The slide glass having undergone the above plasma treatment was dipped into 25 mL of a mixed solution of acetone-methylene chloride (96:4 (volume ratio)) containing 250 mg of tris-[(3-mercaptopropionyloxy)-ethyl]isocyanurate (TEMPIC) (manufactured by SC Organic Chemical Co., Ltd.; having three thiol groups in a single molecule) and 250 mg of O-[2-(3-mercaptopropionylamino)ethyl]-O′-methyl polyethylene glycol (molecular weight of 20,000), and then dried at 25° C. Subsequently, the slide glass was irradiated again with ionized argon gas plasma at 25° C. for 25 seconds under atmospheric pressure by using a plasma irradiation apparatus (DURADYNE manufactured by Tri-Star Technologies.). Thereafter, the slide glass was heated for 5 hours in an oven at 80° C. to fix the hydrophilic layer (thickness: 1 μm) onto the surface of the slide glass. The slide glass onto which the hydrophilic layer had been fixed was subjected to ultrasonic cleaning in THF to remove TEMPIC and O-[2-(3-mercaptopropionylamino)ethyl]-O′-methyl polyethylene glycol that had not been fixed onto the surface, thereby preparing a sample (33). Subsequently, the sample (33) was attached to the inside of the petri dish 12. The surface lubricity and surface lubricity retention thereof were evaluated in the same manner as in Example 1. The results are shown in Table 4.

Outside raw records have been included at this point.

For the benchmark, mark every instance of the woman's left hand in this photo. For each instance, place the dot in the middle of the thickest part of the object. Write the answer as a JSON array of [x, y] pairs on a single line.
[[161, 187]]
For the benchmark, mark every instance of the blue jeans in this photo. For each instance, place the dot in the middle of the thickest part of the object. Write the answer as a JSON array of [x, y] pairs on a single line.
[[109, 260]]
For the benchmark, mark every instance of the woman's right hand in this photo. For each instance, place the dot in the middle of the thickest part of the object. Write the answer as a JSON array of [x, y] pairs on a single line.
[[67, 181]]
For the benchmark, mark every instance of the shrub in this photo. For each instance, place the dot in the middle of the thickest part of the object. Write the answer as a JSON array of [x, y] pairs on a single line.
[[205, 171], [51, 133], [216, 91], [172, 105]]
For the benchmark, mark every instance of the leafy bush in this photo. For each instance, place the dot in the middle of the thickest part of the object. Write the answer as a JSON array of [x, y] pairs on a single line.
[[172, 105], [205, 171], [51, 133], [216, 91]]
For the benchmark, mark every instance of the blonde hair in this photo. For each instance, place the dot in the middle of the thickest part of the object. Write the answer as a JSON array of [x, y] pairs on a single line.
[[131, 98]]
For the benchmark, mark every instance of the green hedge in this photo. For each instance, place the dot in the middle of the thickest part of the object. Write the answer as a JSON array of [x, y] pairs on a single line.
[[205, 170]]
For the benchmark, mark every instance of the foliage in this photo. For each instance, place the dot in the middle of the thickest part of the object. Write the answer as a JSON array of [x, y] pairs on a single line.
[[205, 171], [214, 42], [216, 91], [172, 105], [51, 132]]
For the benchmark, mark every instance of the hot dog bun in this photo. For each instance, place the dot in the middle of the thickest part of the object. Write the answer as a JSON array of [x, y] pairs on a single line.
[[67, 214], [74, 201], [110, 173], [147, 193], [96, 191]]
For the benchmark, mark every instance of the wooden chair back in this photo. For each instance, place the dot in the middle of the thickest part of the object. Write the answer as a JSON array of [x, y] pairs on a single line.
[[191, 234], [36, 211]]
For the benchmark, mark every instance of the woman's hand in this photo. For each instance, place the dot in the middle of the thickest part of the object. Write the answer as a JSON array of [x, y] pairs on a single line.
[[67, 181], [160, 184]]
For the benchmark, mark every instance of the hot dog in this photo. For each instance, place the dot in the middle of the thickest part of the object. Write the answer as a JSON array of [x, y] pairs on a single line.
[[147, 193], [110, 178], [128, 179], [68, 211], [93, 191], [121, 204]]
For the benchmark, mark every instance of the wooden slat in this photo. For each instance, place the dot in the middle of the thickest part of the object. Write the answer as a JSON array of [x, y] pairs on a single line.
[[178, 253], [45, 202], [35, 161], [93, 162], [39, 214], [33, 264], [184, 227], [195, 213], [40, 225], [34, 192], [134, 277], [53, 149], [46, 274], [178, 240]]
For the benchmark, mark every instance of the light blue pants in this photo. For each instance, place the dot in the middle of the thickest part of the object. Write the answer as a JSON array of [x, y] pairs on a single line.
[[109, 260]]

Moreover, the obtained sample (33) was evaluated in terms of antithrombotic activity in the same manner as in Example 1. The result is shown in Table 4.

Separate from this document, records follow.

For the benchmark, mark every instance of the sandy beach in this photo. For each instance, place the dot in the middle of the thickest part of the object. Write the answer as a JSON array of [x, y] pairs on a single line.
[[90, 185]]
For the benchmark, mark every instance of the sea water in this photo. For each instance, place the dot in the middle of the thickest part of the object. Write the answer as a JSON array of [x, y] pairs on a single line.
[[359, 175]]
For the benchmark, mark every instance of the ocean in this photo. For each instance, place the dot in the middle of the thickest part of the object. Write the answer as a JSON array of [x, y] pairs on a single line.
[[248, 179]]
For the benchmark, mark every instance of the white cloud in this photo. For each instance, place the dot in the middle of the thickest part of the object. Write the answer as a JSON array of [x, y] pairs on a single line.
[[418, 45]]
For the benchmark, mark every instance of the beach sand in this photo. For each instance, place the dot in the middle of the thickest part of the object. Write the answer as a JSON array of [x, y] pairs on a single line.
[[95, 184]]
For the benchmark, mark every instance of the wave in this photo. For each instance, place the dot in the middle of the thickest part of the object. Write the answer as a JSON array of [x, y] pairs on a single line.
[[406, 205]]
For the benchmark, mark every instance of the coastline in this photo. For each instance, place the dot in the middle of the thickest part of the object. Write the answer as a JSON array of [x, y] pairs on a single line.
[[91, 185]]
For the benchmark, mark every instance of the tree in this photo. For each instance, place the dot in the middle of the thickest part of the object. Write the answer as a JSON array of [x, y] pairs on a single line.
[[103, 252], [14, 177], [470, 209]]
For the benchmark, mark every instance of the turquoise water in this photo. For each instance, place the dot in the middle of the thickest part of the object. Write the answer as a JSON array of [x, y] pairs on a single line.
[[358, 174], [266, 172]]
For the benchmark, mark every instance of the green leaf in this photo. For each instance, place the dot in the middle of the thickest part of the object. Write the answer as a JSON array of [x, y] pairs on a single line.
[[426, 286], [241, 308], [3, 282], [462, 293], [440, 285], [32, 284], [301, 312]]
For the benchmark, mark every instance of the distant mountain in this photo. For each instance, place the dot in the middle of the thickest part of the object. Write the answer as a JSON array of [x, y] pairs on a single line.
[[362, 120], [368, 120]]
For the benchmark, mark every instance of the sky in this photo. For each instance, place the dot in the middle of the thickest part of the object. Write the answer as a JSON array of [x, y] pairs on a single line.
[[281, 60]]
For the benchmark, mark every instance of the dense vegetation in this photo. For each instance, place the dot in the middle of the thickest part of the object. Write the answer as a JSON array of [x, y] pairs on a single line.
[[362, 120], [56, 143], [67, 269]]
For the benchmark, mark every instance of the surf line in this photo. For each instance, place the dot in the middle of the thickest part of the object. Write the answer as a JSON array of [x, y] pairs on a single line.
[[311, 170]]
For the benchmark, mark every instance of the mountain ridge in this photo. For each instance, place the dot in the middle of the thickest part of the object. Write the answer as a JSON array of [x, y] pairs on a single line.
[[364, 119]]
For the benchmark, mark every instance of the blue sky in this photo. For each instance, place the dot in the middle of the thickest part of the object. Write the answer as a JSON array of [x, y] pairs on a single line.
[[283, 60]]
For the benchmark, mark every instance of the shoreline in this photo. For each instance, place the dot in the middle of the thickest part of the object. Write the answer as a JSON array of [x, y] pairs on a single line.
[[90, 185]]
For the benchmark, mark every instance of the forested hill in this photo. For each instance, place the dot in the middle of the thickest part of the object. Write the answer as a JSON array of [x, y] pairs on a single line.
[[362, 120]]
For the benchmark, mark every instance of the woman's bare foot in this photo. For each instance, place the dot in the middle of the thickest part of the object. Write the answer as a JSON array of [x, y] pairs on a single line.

A piece of slide glass was subjected to plasma treatment in the same manner as in Example 14. Thereafter, a sample (34) was prepared in the same manner as in Example 14, except that the slide glass having undergone the plasma treatment was dipped into 25 mL of a mixed solution of acetone-methylene chloride (96:4 (volume ratio)) containing only 250 mg of O-[2-(3-mercaptopropionylamino)ethyl]-O′-methyl polyethylene glycol (molecular weight of 20,000).

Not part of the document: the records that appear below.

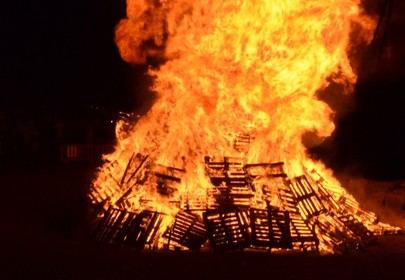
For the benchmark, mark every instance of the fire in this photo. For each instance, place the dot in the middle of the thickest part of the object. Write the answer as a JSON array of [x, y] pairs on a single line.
[[240, 80]]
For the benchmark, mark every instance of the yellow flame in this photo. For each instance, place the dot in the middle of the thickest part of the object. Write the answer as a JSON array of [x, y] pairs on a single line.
[[236, 66]]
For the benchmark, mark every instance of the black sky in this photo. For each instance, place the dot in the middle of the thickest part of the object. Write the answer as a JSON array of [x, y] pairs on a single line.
[[60, 57]]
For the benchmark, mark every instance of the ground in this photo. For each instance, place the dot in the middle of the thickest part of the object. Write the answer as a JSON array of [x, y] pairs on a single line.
[[43, 236]]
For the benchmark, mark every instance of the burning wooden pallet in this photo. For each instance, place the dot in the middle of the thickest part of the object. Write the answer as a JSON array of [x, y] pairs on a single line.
[[231, 184], [120, 227], [270, 228], [188, 230], [249, 206], [227, 229]]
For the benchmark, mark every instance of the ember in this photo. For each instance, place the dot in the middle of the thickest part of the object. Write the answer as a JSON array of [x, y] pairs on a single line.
[[218, 161]]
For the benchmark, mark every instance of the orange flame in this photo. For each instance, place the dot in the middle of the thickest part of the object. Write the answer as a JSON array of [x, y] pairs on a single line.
[[232, 68]]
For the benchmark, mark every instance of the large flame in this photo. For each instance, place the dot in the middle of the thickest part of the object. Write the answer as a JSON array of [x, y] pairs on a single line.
[[233, 67]]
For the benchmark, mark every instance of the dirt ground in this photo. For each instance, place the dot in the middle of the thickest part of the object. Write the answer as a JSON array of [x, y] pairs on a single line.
[[43, 236]]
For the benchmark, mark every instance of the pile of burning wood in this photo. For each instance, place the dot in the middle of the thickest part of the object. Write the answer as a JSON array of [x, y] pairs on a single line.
[[248, 207]]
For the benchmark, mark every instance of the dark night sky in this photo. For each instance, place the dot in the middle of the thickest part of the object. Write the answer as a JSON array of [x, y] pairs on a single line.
[[60, 57]]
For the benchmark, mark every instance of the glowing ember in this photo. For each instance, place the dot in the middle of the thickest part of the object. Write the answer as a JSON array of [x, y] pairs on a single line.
[[239, 87]]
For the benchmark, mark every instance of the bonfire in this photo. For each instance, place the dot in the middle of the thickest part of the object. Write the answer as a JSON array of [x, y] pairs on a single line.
[[218, 161]]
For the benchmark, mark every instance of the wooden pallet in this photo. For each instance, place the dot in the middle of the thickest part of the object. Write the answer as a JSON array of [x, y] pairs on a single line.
[[114, 227], [188, 230], [307, 200], [270, 228], [227, 230]]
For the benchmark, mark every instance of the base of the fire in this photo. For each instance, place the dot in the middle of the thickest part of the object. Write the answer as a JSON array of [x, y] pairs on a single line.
[[295, 214]]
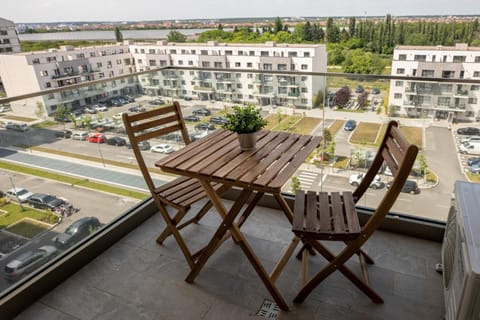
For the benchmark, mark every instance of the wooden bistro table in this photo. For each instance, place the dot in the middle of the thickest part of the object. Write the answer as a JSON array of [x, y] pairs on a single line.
[[218, 158]]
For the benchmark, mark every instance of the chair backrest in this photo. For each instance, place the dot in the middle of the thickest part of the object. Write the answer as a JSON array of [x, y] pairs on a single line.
[[399, 155], [152, 124]]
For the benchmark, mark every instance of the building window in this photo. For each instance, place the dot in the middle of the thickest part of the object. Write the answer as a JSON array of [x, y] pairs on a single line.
[[420, 57], [459, 58], [428, 73], [443, 101]]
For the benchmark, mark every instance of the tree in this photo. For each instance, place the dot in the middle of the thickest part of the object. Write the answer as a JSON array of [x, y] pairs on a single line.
[[118, 34], [176, 36], [278, 25]]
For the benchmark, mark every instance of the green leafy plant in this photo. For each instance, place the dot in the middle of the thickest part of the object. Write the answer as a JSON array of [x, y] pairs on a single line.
[[245, 119]]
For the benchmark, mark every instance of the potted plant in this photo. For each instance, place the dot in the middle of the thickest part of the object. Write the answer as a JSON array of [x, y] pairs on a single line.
[[245, 121]]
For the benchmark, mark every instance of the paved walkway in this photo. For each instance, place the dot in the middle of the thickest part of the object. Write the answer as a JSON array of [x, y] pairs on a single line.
[[92, 171]]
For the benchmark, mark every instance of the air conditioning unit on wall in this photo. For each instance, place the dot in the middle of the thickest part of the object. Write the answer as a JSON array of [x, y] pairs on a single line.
[[461, 254]]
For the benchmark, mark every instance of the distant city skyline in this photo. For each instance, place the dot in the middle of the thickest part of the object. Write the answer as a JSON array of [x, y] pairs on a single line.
[[31, 11]]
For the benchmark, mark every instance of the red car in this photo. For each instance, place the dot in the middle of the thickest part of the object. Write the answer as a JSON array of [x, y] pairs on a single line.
[[97, 138]]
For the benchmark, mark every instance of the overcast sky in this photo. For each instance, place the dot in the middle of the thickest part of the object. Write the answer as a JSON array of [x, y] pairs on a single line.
[[133, 10]]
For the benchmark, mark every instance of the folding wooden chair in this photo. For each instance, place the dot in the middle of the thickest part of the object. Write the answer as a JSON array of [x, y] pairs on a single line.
[[180, 193], [333, 217]]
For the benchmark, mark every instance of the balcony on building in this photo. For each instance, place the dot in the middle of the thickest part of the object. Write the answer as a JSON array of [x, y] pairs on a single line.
[[120, 272]]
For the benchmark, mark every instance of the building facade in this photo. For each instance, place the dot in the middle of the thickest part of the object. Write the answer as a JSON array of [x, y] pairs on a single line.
[[24, 73], [9, 42], [434, 99], [224, 83]]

The obtained sample (34) was evaluated in terms of antithrombotic activity in the same manner as in Example 1. The result is shown in Table 4.
Moreover, the obtained sample (34) was evaluated in terms of surface lubricity and surface lubricity retention in the same manner as in Example 11. The results are shown in Table 4.
A piece of slide glass was subjected to plasma treatment in the same manner as in Example 14. Thereafter, a sample (35) was prepared in the same manner as in Example 14, except that the slide glass having undergone the plasma treatment was dipped into 25 mL of a mixed solution of acetone-methylene chloride (96:4 (volume ratio)) containing only 250 mg of tris-[(3-mercaptopropionyloxy)-ethyl]-isocyanurate (TEMPIC) (manufactured by SC Organic Chemical Co., Ltd.; having three thiol groups in a single molecule).
The obtained sample (35) was evaluated in terms of antithrombotic activity in the same manner as in Example 1. The result is shown in Table 4. Moreover, the obtained sample (35) was evaluated in terms of surface lubricity and surface lubricity retention in the same manner as in Example 11. The results are shown in Table 4.
A piece of slide glass was subjected to plasma treatment in the same manner as in Example 14. Thereafter, a sample (36) was prepared in the same manner as in Example 14, except that the slide glass having undergone the plasma treatment was dipped into 25 mL of a mixed solution of acetone-methylene chloride (96:4 (volume ratio)) containing nothing.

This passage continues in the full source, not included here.